It's been a hell of a long time since I've posted anything here, but I've decided to reduce my political commentary on Facebook, and use the blog for the extended political stuff.
Novelist Alistair MacLean is known primarily for his
thrillers like Ice Station Zebra and The Guns of Navarone, but, to me, one of
his best passages is near the end of The
Secret Ways, in which a British Secret Service agent meets up with two
Hungarian resistance heroes in an attempt to repatriate a British scientist who
had defected to the Soviets.
Jansci, the Resistance leader is talking to Jennings, the
scientist:
“Tell them, tell your people at
home, that our lives and the lives of generations to come lie in their hands. Tell
them that there is only one thing that ultimately matters on this earth, and
that is peace on this earth. And tell them that this is a very small earth, and
growing smaller with every year that passes, but that we all have to live on it
together, that we all must live on it
together.”
“Coexistence?” Dr. Jennings raised
an eyebrow.
“Coexistence. A terrible word, a
big bogeyman word, but what else could any sane man offer in its place – all the nameless horrors of a
thermonuclear war, the requiem for the lost hopes of mankind? No, coexistence
must come, it must if mankind is to survive, but this world without spheres,
the dream of that great American, Cordell Hull[i],
will never come if you have impetuous fools, as you do have, Dr. Jennings,
shouting for big results now, here, today.

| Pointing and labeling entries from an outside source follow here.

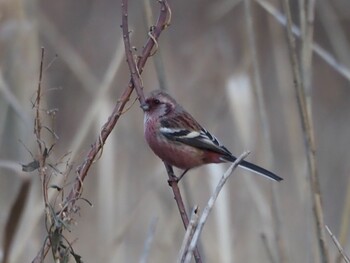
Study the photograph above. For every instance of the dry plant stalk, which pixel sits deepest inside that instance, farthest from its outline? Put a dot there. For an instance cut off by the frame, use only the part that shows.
(203, 219)
(135, 72)
(68, 205)
(305, 116)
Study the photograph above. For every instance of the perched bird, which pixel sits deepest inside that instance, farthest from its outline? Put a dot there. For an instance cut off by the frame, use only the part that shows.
(179, 140)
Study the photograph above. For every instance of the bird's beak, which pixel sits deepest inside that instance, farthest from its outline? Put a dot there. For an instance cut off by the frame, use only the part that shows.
(144, 106)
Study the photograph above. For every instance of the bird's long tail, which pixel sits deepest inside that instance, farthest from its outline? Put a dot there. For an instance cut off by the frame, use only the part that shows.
(259, 170)
(254, 168)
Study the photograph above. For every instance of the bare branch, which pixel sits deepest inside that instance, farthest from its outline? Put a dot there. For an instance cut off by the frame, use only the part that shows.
(210, 205)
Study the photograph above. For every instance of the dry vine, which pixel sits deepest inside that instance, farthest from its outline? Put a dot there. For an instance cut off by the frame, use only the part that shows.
(68, 205)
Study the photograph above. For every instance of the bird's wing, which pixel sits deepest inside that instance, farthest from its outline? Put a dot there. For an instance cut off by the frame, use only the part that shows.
(201, 139)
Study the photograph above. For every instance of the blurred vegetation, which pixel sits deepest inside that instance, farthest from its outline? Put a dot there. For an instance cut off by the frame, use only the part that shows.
(210, 67)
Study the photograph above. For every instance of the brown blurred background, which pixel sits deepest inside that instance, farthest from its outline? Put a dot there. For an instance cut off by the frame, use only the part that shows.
(208, 66)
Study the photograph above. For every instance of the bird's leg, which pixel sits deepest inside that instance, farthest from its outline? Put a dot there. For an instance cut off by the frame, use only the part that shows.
(182, 175)
(171, 174)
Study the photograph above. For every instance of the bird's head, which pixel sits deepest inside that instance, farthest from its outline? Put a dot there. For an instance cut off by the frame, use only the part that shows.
(158, 104)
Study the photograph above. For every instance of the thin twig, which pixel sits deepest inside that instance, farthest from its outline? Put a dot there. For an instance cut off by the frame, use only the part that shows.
(181, 206)
(210, 205)
(107, 128)
(264, 123)
(337, 244)
(189, 234)
(305, 116)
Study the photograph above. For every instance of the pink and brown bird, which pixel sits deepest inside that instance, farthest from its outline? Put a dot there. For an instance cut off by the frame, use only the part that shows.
(180, 141)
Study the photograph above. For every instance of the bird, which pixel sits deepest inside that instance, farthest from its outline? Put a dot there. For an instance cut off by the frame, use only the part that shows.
(179, 140)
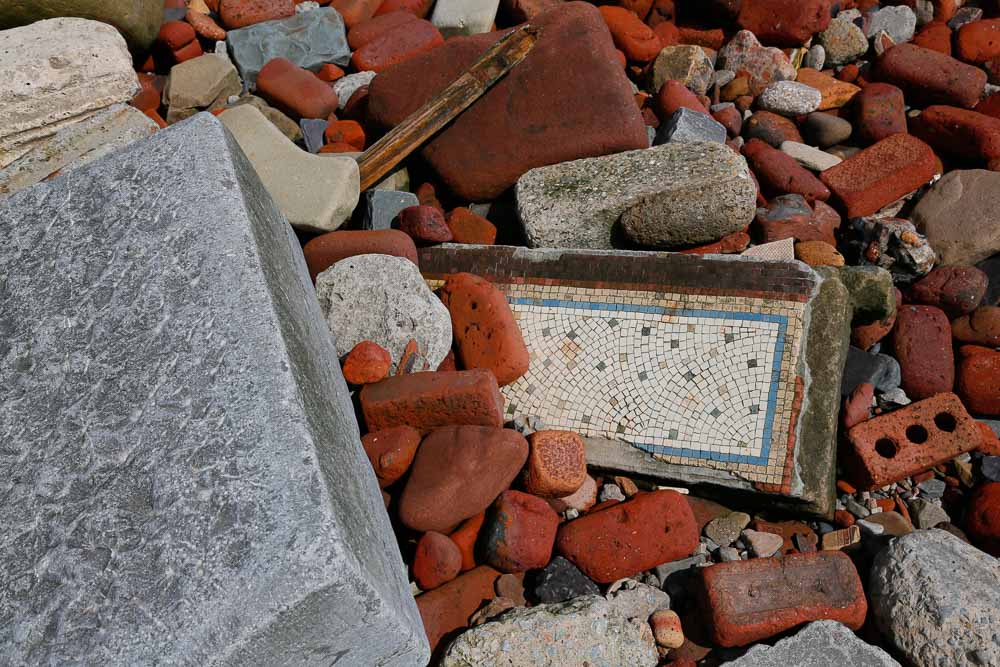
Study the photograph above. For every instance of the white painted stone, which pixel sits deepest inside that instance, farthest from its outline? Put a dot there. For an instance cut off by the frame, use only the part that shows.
(59, 71)
(313, 192)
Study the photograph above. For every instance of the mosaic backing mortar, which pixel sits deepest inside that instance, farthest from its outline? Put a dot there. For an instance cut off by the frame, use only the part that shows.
(694, 361)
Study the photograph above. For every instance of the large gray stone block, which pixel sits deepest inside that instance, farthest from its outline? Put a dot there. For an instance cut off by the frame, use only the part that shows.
(183, 481)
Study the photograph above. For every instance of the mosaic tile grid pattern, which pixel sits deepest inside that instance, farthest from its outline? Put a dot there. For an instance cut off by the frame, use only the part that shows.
(695, 376)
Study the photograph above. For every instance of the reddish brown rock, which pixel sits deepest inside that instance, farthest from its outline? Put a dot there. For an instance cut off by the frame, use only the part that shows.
(486, 333)
(557, 464)
(367, 362)
(921, 342)
(980, 327)
(929, 77)
(899, 444)
(982, 520)
(629, 537)
(880, 174)
(436, 561)
(469, 227)
(957, 290)
(295, 91)
(959, 132)
(428, 400)
(397, 45)
(541, 113)
(241, 13)
(325, 250)
(449, 607)
(391, 452)
(519, 532)
(880, 111)
(978, 382)
(747, 601)
(457, 473)
(978, 42)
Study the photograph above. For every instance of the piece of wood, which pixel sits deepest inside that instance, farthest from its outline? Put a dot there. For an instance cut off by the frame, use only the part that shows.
(420, 126)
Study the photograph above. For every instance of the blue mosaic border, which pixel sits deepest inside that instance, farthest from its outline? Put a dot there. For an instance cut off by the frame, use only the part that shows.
(781, 320)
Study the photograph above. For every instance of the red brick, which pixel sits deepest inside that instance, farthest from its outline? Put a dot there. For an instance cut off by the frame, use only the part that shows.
(294, 90)
(921, 342)
(747, 601)
(519, 532)
(325, 250)
(486, 333)
(979, 379)
(929, 77)
(627, 538)
(779, 173)
(428, 400)
(959, 132)
(391, 452)
(890, 447)
(541, 113)
(448, 607)
(557, 464)
(784, 22)
(880, 174)
(396, 46)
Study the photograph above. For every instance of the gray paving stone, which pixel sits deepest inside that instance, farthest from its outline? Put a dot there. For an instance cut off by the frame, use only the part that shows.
(183, 478)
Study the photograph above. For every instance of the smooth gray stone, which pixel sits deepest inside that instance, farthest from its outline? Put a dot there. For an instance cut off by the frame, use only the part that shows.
(382, 207)
(819, 644)
(183, 478)
(938, 600)
(309, 39)
(687, 126)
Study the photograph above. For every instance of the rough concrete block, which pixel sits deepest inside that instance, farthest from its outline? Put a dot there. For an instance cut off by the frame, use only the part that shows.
(183, 477)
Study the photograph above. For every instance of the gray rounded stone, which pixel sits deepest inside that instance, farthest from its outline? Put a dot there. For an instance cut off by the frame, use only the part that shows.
(385, 300)
(790, 98)
(938, 600)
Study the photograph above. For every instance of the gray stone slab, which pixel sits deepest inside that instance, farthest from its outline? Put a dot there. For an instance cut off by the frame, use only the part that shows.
(308, 39)
(183, 478)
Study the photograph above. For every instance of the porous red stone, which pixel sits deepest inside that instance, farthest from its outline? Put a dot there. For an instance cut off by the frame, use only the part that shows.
(629, 537)
(367, 362)
(449, 607)
(241, 13)
(397, 45)
(541, 113)
(519, 532)
(436, 561)
(978, 382)
(747, 601)
(784, 22)
(428, 400)
(957, 290)
(486, 333)
(982, 519)
(294, 90)
(557, 464)
(325, 250)
(978, 42)
(880, 174)
(890, 447)
(391, 452)
(778, 173)
(880, 111)
(425, 224)
(929, 77)
(921, 342)
(959, 132)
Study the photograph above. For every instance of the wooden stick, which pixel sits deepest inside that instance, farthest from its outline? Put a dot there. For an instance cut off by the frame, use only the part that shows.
(421, 125)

MacLean wrote this in 1959… yet here we are, 58 years later,
with Trump shouting for the “biggest,” the “greatest” and claiming that “I
alone” can deliver.
“Most of all, it will never come so
long as our leaders and governments, our newspapers and propagandists teach us
incessantly, insistently, that we must hate and fear and despise all the other
peoples who share this same tiny world with us. The nationalism of those who
cry ‘We are the people’ – the jingoistic brand of patriotism – these are the
great evils of our world today, the barriers to peace that no man can overcome.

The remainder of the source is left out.